Hi there,
I have an interesting performance issue reading from Kudu. Hopefully there is a
good explanation for it because the difference in the performance is quite
significant and it puzzles me a lot.
Basically we have a table with the following schema:
Column1, int32 NOT NULL, BIT_SHUFFLE, NO_COMPRESSION
Column2, int32 NOT NULL, BIT_SHUFFLE, NO_COMPRESSION
.... (a bunch of int32 and int16 columns)
PK is (Column1, Column2)
HASH(Column1) PARTITIONS 4
The number of records is ~60M. ~5K distinct Column1 values. ~1.4M distinct
values for Column2.
All tests are made on one core. I think the hardware specs are not important.
1) If we query all data using
val scanner =
kuduClient.getAsyncScannerBuilder(table)
.addPredicate(KuduPredicate.newComparisonPredicate(Column1Schema,
ComparisonOp.EQUAL, column1Value)).build()
We use 3 scanners in parallel (one query for each unique value of column1).

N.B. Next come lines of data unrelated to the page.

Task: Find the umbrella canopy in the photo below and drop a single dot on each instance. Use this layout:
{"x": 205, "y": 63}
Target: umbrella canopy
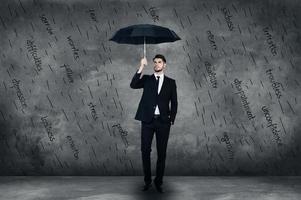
{"x": 144, "y": 34}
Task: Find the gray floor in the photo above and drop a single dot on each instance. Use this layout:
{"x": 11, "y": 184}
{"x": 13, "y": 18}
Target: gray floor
{"x": 128, "y": 188}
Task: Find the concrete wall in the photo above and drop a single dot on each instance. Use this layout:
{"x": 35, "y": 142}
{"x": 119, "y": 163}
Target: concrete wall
{"x": 66, "y": 107}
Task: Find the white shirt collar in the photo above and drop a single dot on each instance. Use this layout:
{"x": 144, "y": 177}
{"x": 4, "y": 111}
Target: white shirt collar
{"x": 161, "y": 75}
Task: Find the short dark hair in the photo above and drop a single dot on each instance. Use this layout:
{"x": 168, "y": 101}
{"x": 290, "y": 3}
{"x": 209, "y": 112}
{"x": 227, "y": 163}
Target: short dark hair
{"x": 160, "y": 56}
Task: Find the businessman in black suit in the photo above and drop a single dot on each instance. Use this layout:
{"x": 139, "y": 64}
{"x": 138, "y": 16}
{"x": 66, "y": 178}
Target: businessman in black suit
{"x": 156, "y": 116}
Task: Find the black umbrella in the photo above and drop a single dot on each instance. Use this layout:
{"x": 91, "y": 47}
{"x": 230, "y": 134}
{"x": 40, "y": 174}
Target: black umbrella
{"x": 144, "y": 34}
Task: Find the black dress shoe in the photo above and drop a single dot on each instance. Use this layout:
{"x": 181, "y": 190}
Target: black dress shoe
{"x": 159, "y": 188}
{"x": 146, "y": 187}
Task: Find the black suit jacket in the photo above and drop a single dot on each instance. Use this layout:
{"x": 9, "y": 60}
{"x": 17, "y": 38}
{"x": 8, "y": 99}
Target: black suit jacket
{"x": 147, "y": 105}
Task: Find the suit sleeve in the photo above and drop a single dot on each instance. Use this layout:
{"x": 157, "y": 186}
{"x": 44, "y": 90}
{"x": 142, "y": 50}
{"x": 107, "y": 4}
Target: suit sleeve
{"x": 174, "y": 103}
{"x": 137, "y": 82}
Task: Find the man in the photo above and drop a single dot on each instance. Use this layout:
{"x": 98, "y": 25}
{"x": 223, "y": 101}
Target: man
{"x": 155, "y": 115}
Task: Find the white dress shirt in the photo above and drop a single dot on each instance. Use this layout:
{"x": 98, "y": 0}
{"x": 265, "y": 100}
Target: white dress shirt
{"x": 159, "y": 89}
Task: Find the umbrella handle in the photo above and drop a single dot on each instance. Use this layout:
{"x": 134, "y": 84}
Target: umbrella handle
{"x": 144, "y": 49}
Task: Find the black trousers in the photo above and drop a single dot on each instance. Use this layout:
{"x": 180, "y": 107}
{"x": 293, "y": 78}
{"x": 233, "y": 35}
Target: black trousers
{"x": 162, "y": 134}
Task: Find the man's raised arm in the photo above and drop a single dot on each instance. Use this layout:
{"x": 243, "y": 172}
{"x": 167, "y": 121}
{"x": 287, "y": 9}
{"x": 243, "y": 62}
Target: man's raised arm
{"x": 138, "y": 82}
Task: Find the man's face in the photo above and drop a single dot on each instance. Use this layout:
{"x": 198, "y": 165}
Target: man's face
{"x": 159, "y": 65}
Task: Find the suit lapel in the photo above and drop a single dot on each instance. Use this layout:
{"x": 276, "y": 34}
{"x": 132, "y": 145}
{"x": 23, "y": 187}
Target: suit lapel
{"x": 163, "y": 84}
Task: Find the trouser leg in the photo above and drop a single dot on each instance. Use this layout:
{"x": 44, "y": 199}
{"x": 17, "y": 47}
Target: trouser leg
{"x": 147, "y": 133}
{"x": 162, "y": 135}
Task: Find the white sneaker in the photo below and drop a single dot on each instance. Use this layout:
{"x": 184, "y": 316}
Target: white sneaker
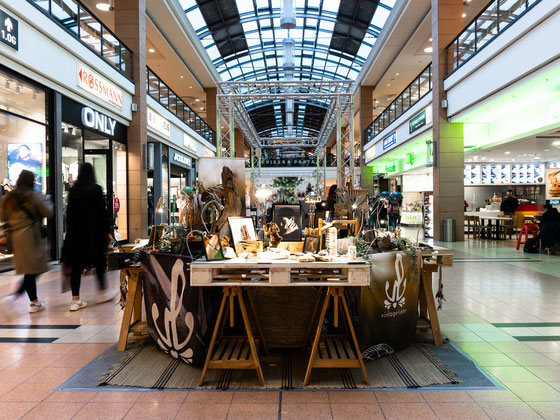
{"x": 107, "y": 295}
{"x": 36, "y": 307}
{"x": 78, "y": 304}
{"x": 7, "y": 308}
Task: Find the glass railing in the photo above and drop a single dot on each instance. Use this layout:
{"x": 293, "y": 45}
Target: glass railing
{"x": 495, "y": 18}
{"x": 158, "y": 90}
{"x": 79, "y": 21}
{"x": 402, "y": 103}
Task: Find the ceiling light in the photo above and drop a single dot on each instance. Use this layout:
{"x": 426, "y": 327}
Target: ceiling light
{"x": 105, "y": 6}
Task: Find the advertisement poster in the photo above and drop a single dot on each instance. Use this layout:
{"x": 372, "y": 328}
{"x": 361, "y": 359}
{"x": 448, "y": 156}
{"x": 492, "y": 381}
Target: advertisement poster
{"x": 553, "y": 184}
{"x": 25, "y": 156}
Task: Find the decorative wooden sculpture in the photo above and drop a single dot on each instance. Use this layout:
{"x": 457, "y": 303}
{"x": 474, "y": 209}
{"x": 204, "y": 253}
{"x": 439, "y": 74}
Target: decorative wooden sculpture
{"x": 272, "y": 230}
{"x": 232, "y": 202}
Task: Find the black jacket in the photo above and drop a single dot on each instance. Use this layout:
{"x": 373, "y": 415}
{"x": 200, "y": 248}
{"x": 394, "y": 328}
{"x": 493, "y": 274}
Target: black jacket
{"x": 549, "y": 216}
{"x": 87, "y": 226}
{"x": 509, "y": 204}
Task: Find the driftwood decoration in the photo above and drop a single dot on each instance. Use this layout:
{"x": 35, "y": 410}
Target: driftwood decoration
{"x": 271, "y": 229}
{"x": 232, "y": 202}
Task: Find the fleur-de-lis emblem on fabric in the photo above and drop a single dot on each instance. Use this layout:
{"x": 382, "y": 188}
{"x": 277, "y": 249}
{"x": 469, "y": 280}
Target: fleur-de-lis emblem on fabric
{"x": 169, "y": 340}
{"x": 396, "y": 298}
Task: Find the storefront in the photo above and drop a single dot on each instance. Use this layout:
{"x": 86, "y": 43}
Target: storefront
{"x": 172, "y": 160}
{"x": 88, "y": 135}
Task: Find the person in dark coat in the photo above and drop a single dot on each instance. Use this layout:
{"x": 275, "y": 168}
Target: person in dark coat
{"x": 23, "y": 210}
{"x": 87, "y": 234}
{"x": 551, "y": 215}
{"x": 509, "y": 204}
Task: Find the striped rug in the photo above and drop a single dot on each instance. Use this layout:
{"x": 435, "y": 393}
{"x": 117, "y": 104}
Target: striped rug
{"x": 148, "y": 367}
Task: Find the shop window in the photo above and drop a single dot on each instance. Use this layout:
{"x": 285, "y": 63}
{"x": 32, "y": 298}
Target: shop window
{"x": 23, "y": 131}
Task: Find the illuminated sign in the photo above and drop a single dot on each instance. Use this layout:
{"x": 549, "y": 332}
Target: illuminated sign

All fields from the returned rows are read and some internal structures are
built.
In this case, it takes ~40 sec to load all the data.
2) If we query using "InListPredicate", then the performance is super slow.
val scanner =
kuduClient.getAsyncScannerBuilder(table)
.addPredicate(KuduPredicate.newComparisonPredicate(Column1Schema,
ComparisonOp.EQUAL, column1Value))
.addPredicate(KuduPredicate.newInListPredicate(Column2Schema,
column2Values.asJava)).build()
Same as in 1), 3 scanners in parallel, all records are read and some in-memory
structures are built. This time column2 values are split into a bunch of chunks
and we send a request for each unique value of column1 and each chunk of
column2 values.
a) If we chunk column2Values into buckets of 50K ids, it takes ~2900 sec
to load everything.
b) If we put all 1.4M records in one request (column2Values), it's even
slower than a)
Can you please explain what InList is doing that might change the performance
so dramatically. As you see in 2b, the number of queries is the same as in 1.
That's really a lot of records, but given these experiments, it seems better to
read by column1 only and then make an in-memory filter by column2. I have
always imagined, that the Kudu driver or server can do that much more
efficiently.
Thanks in advance.
Regards,
Todor